Il y a des fois dans la vie où, par un jugement trop hâtif, incomplet ou simplement par manque d'information, l'on passe à côté de certaines choses ou de certaines personnes. C'est aussi le charme des rencontres éphémères, qui laissent parfois un arrière goût de regret. Et puis, de temps en temps, la vie vous offre une seconde chance. Ce fut le cas en ce qui concerne la découverte de Cachemire (des "potes" de ce super groupe Manceau qu'est Outrage). Ma première impression les concernant fut très moyenne. Pourtant, lors de la promotion d'un prochain festival, il n'aura fallu qu'un petit extrait de 20 secondes (Moi être roi) pour prendre une grosse claque ! J'ai alors tendu avec joie la seconde joue avec l'écoute de la reprise de Alors on danse. Direction la section boutique sans même avoir entendu le reste de l'album. Dix jours plus tard, un nouveau CD (qui achète encore des CD en l'an 2000 ... 22 ???) venait s'ajouter à la longue série de pensionnaires déjà présents, avec en prime une photo dédicacée !
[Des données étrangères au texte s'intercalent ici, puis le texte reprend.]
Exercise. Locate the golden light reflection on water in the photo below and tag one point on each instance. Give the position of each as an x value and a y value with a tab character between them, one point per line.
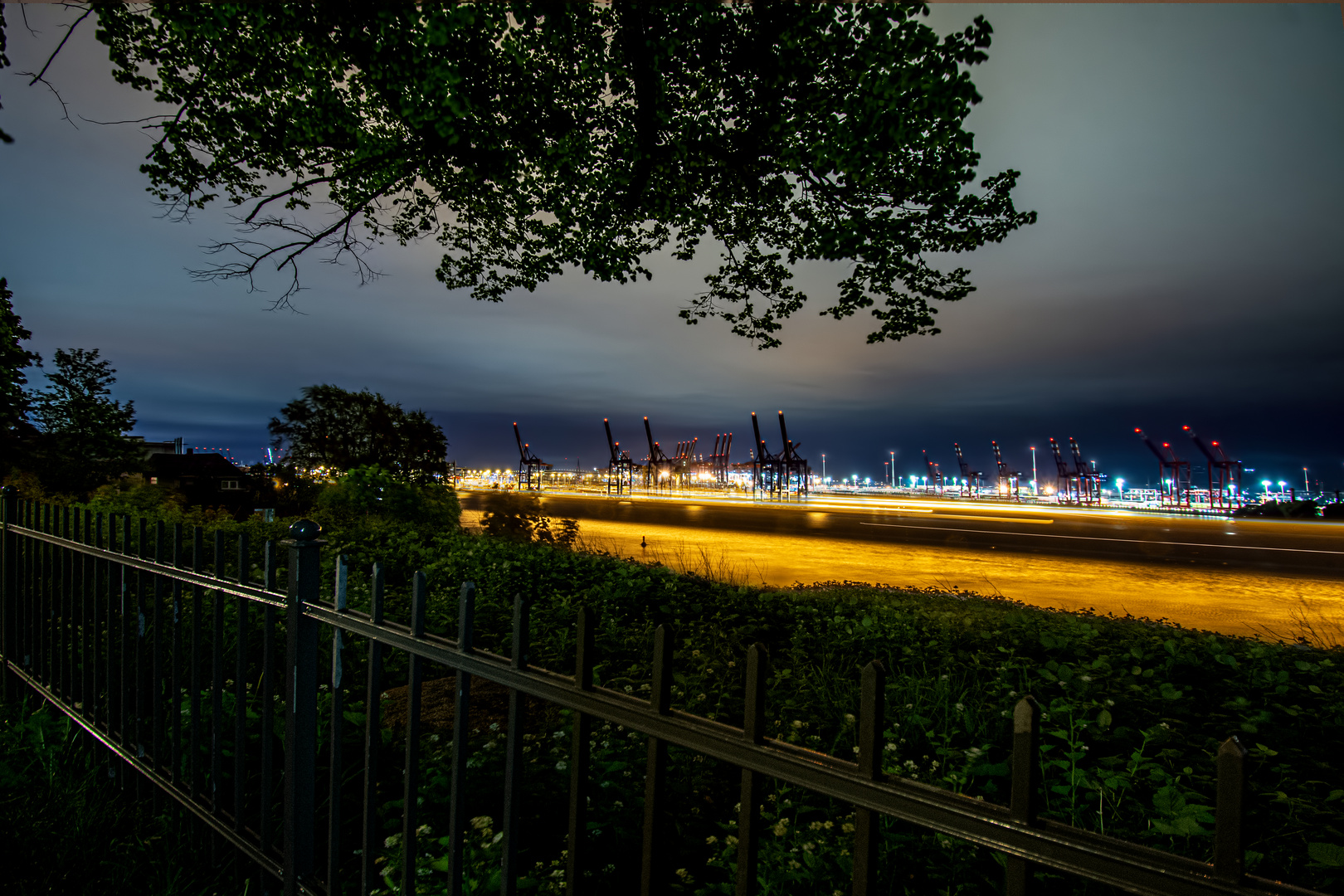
1233	602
Commençons par le début. Cachemire c'est avant tout quatre garçons (Fred, Sven, Seb et Farid) qui ont décidés de faire du rock, du vrai ! Le nom, bien que trop générique à mon goût (ce qui rend le référencement parfois difficile), provient du titre Kashmir (ici francisé) de Led Zeppelin. Le groupe se forme sur Rennes en 2012 et sort un premier EP de 4 titres Blonde Box. Deux ans plus tard, en 2014, Photochope-moi est la version "finale" du cet Extended Play. On parle ici d'un rock relativement trivial, qui reprend les influences des quatre garçons. Le tout manque clairement de caractère.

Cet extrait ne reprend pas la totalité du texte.